JJ Vincent notes that some people like stereotypical men, and what’s good for him might be a deal breaker for you.
If you go to any number of dating websites, you’re generally given some lists to choose traits that you are looking for in a mate. There’s one for physical, one for personality, one for interests, one for dislikes, maybe a few more for income, politics, faith, favorite toilet paper, preferred brand of bottled water.
You look at these lists and wonder why on earth ANYONE would want someone with half of those personality traits.
Someone else is looking at the same list and click on everything that makes you cringe.
Because as much as we’d like to think otherwise, good and bad are subjective, and some of the stereotypical male behaviors and postures that we fight against are catnip to some people.
So who, then, should we be? Who should we cultivate our sons to be? Can we even predict that?
While one little boy is banging together pot lids and singing about dinosaurs to his beaming mother, who loves his creativity, her best friend is silently calling him a noisy brat. While one boy is racing himself in circles around the yard until he’s exhausted and his dad is fretting about him hurting himself because he is “delicate”, the track coach across the street is counting the days until little Tommy is varsity-ready. Joey and Caleb and Ricky are frosting cupcakes, getting more on themselves than the treats. The babysitter is fretting about the mess and trying to keep them clean, wondering why they are being such monsters, when their dads come home, start laughing, and let Caleb smear their faces with blue buttercream.

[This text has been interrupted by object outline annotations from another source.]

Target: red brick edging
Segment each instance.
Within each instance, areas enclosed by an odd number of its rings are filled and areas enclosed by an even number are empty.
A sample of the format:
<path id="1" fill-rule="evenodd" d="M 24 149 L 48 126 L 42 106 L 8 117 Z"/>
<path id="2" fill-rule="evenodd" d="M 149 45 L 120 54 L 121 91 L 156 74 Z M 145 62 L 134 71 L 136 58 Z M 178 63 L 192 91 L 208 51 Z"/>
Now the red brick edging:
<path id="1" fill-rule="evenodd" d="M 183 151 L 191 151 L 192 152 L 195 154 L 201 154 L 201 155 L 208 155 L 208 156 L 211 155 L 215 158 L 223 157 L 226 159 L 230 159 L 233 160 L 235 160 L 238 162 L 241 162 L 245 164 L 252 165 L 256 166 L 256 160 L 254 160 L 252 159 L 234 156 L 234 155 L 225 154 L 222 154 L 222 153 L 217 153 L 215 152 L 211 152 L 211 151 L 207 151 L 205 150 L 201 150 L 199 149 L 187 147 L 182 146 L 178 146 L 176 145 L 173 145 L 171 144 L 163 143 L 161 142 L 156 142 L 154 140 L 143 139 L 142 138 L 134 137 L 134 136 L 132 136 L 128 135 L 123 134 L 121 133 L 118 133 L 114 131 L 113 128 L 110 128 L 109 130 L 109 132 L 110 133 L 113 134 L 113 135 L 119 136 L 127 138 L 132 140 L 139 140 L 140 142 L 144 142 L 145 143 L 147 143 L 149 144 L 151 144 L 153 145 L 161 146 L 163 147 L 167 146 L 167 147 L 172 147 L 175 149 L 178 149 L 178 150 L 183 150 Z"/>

For even the smallest of children, everyone has an opinion of how they should or should not behave, based on their own upbringing, experiences, education, fears, dreams, delusions. He should not be so loud, he should be more outgoing, he shouldn’t draw so much, he needs to spend more time with books and less time playing baseball, he ‘s too aggressive, he’s too shy. he’ll make a great leader, he scares the other children because he plays too rough, the other boys love him because he’ll get dirty. These kids start out navigating in a world of mixed messages, with some people embracing who they are, others trying to change them, others trying to mold them into their own ideal of the perfect person.
Fast forward 20 years.
People, for better or worse, still like what they like. For every woman out there that wants a man who cries when the dog dies at the end of the movie, there is a woman who is scornful of this and just wants a man who is emotionally stoic. For every woman who wants a man who will take control, be in charge, and make the decisions, there’s one who wants an equal partner, or someone who will take their instructions from her. For every man who wants a man who is artistic, gentle, intelligent, and fashionable, there is a man who just wants someone big and rugged who will go hunting and shooting and eat beef jerky during the football game. For ever guy who wants his geeky equal, there’s another guy who wants to own geek trivia, and doesn’t want his mate to upstage him.

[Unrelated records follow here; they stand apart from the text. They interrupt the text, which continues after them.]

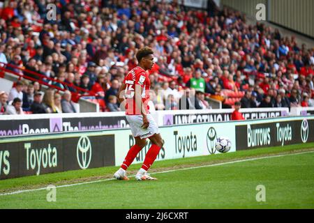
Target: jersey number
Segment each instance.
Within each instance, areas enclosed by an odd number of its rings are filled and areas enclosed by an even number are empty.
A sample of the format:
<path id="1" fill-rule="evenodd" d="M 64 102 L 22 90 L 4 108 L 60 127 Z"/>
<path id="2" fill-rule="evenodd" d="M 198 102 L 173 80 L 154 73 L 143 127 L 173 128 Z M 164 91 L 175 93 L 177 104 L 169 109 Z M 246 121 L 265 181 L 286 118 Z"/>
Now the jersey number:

To be sure, I think there are some behaviors that we can generally agree are not good. Violence, abusive language, substance (including alcohol) abuse, things that actively cause harm to himself or others, people who are looking for that may need help.
But some of the more mundane things that get complaints-spending all day watching sports, puttering endlessly in the garage, staying out with friends too late-are just fine with those who value a few uninterrupted hours for themselves.
I’m a big proponent of, “As long as you’re not hurting anyone, be who you are, do what you want.” But I’ll admit, a lot of what men are and do makes me cringe. It’s hard to bite your tongue when someone is doing something that makes your teeth clench. But if I want to keep my glittery toes and penchant for singing along with the radio, I have to cut some slack for those guys who would never wear a necklace or be caught dead doing their best “Jimi Hendrix” or “Foreigner”.
And I wonder, how many of them who are the “archetypal males” are doing this because they think they are supposed to? How many of them are just going through the motions of masculinity because they don’t know how to be any other way?
How many of them don’t KNOW that there is another way?